The bank sets the risk appetite and the block, hold, or escalate decision. Suave is the plumbing that makes direct and indirect exposure visible to that decision.

The FATF Travel Rule

The Travel Rule (FATF Recommendation 16) requires originator and beneficiary information to travel with a qualifying transfer. Suave is architected around it.

• Designed to capture and transmit the required originator and beneficiary data for covered transfers.
• Built to apply the relevant thresholds (the FATF baseline of roughly USD/EUR 1,000 and the US BSA recordkeeping threshold of $3,000) to the bank's own configuration rather than imposing one.
• Positioned to work with the messaging and counterparty-discovery arrangements an institution already uses, so Travel Rule compliance extends existing correspondent practice rather than adding another island.

Recordkeeping and examiner-ready audit trails

• Tamper-evident, exportable audit trails covering identity decisions, monitoring alerts, sanctions screening results, and Travel Rule transmissions.
• Reconstruction on demand: the full on-chain trace behind any alert or decision, retrievable in a form an examiner or internal audit can read.
• Alignment with FFIEC expectations: designed around the recordkeeping and control-evidence standards set out in the FFIEC BSA/AML Examination Manual, so the artifacts the bank produces are the artifacts an examiner asks for.

The record lives where the bank can govern it. Suave is built to fill that record completely, not to hold it.

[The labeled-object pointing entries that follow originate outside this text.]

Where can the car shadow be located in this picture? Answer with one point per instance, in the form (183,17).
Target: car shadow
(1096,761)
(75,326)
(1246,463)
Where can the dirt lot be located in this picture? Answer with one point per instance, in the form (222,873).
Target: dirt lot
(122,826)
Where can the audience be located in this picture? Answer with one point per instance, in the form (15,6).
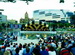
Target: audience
(52,45)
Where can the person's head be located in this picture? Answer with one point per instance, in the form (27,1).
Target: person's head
(43,47)
(27,50)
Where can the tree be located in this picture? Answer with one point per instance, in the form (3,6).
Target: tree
(61,1)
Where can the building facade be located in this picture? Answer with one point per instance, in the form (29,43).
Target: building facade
(52,15)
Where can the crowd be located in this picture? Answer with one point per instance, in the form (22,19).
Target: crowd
(52,45)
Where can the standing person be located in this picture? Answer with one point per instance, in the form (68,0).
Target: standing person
(36,50)
(52,51)
(73,49)
(17,51)
(27,51)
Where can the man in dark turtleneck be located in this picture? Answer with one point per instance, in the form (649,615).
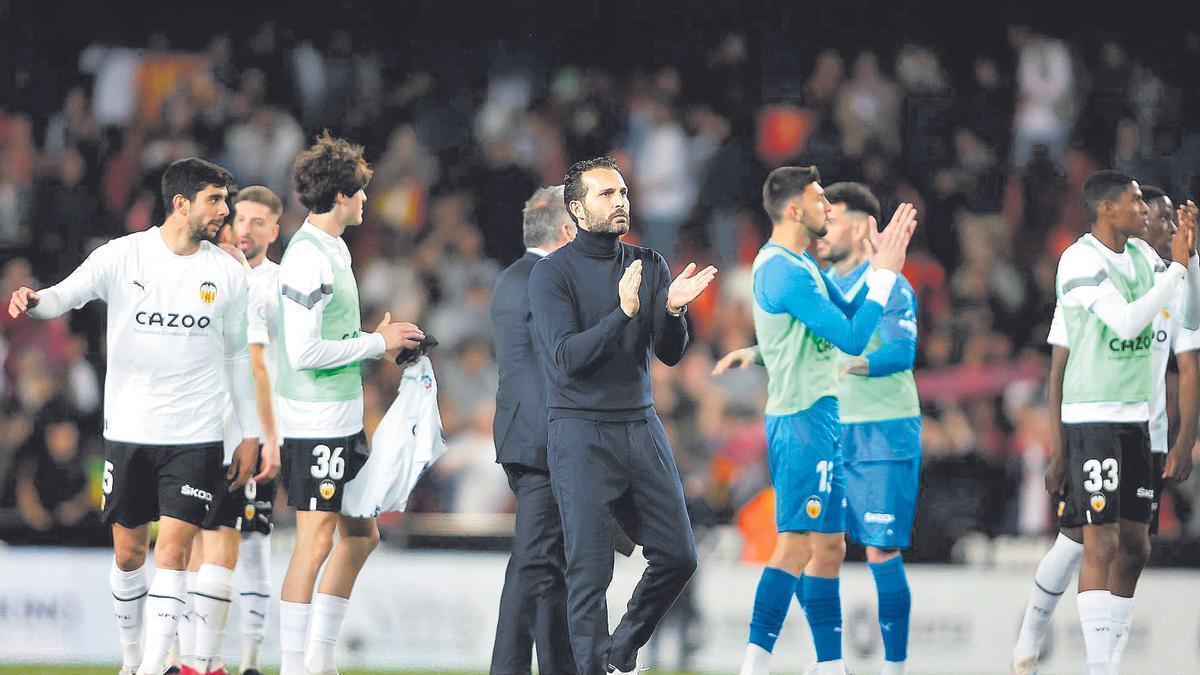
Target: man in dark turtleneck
(600,308)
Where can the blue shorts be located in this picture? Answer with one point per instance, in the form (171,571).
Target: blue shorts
(804,455)
(882,478)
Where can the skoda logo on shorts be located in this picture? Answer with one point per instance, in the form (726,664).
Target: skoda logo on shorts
(813,507)
(208,292)
(328,488)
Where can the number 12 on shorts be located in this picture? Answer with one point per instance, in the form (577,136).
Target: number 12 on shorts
(328,464)
(825,467)
(1101,475)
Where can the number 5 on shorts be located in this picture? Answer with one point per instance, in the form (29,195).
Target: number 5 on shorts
(1095,471)
(328,464)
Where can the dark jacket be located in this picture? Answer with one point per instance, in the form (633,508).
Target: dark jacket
(598,359)
(520,425)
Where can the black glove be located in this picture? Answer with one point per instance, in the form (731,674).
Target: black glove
(411,354)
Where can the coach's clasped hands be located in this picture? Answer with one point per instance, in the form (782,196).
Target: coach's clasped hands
(688,286)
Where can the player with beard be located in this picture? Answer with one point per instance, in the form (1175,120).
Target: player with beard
(177,341)
(238,525)
(880,414)
(600,309)
(319,387)
(802,321)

Integration with the bank's existing stack

A compliance layer that demands rip-and-replace defeats its own purpose: every new system is a new thing to control and a new thing to explain. Suave is built to extend what the institution already runs.

• Designed to deliver alerts, cases, and evidence into the bank's existing case management, transaction monitoring, and reporting systems through clean APIs.
• Built around the messaging and data standards banks already operate, including ISO 20022, so on-chain events reconcile against the core rather than sit beside it.
• Architected for clean reconciliation: the bank's books and the on-chain record agree, and the bank can prove it.

This is not about trading your compliance infrastructure for ours. It is about making on-chain activity legible to the infrastructure you already run.

Frameworks the system is architected around

These are the regimes the design is built to support. Suave does not claim a held license, charter, or certification under any of them. This is the frame the architecture is shaped to; the bank remains the regulated party.

FinCEN

BSA program, CDD/UBO rule, SAR and CTR reporting, Travel Rule recordkeeping

FATF

Recommendation 16 (Travel Rule); international AML/CFT standards

GENIUS Act

US stablecoin framework, including permitted-payment-stablecoin issuer (PPSI) requirements

MiCA

EU markets-in-crypto-assets regime, including CASP obligations

NYDFS

New York virtual-currency supervision and related expectations

MAS

Monetary Authority of Singapore digital-asset and payments regimes

Suave is built to be configurable to the regime the institution operates under, rather than assuming one jurisdiction for everyone.